Phase 1 begins with removing the dead and fallen trees in the area, as well as the dilapidated fence, which Sylvester Manor Executive Director Stephen Searl estimates will be completed by early fall. “We are also developing a plan to improve delineation of the actual burial ground, improve public access to the area, install interpretative signage and create space for contemplation and reflection,” he adds. “The planning part of this project is expected to be complete by early fall, and the improvements to be finalized by this winter.” Other future improvements include a new pathway connecting the burial ground to the nearby Barn Complex and a visually porous fence following ancient island topography.
The rehabilitation is intended to further illuminate the cultural significance of the site, while also protecting and improving the ecological integrity and health of the area. The improved access to the burial ground will enhance the way the Sylvester Manor team educates visitors about the history of enslaved labor at the manor, leading to enlightening discussion about the role of slavery and indentured servitude as far north as New York.

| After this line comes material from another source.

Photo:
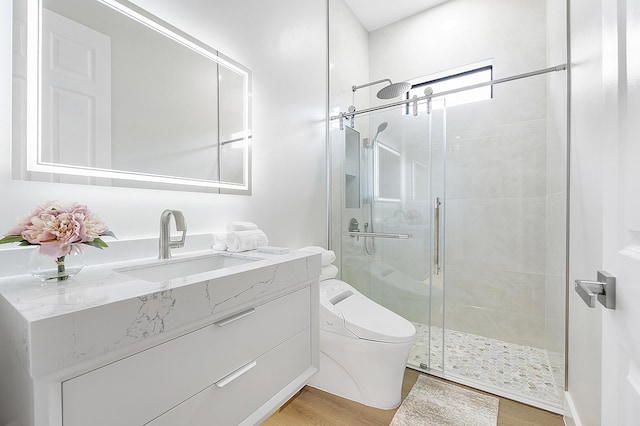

“Since its founding, Sylvester Manor has been dedicated to telling the stories and histories of all the people of Sylvester Manor—the Indigenous Manhansett people, the colonial European Sylvester Family and descendants and the Enslaved Africans brought to Shelter Island against their will,” says Searl. “By rehabilitating this culturally significant site we are improving the interpretation of Sylvester Manor’s history and providing a place for our visitors to experience the history of those who built and sustained this place.”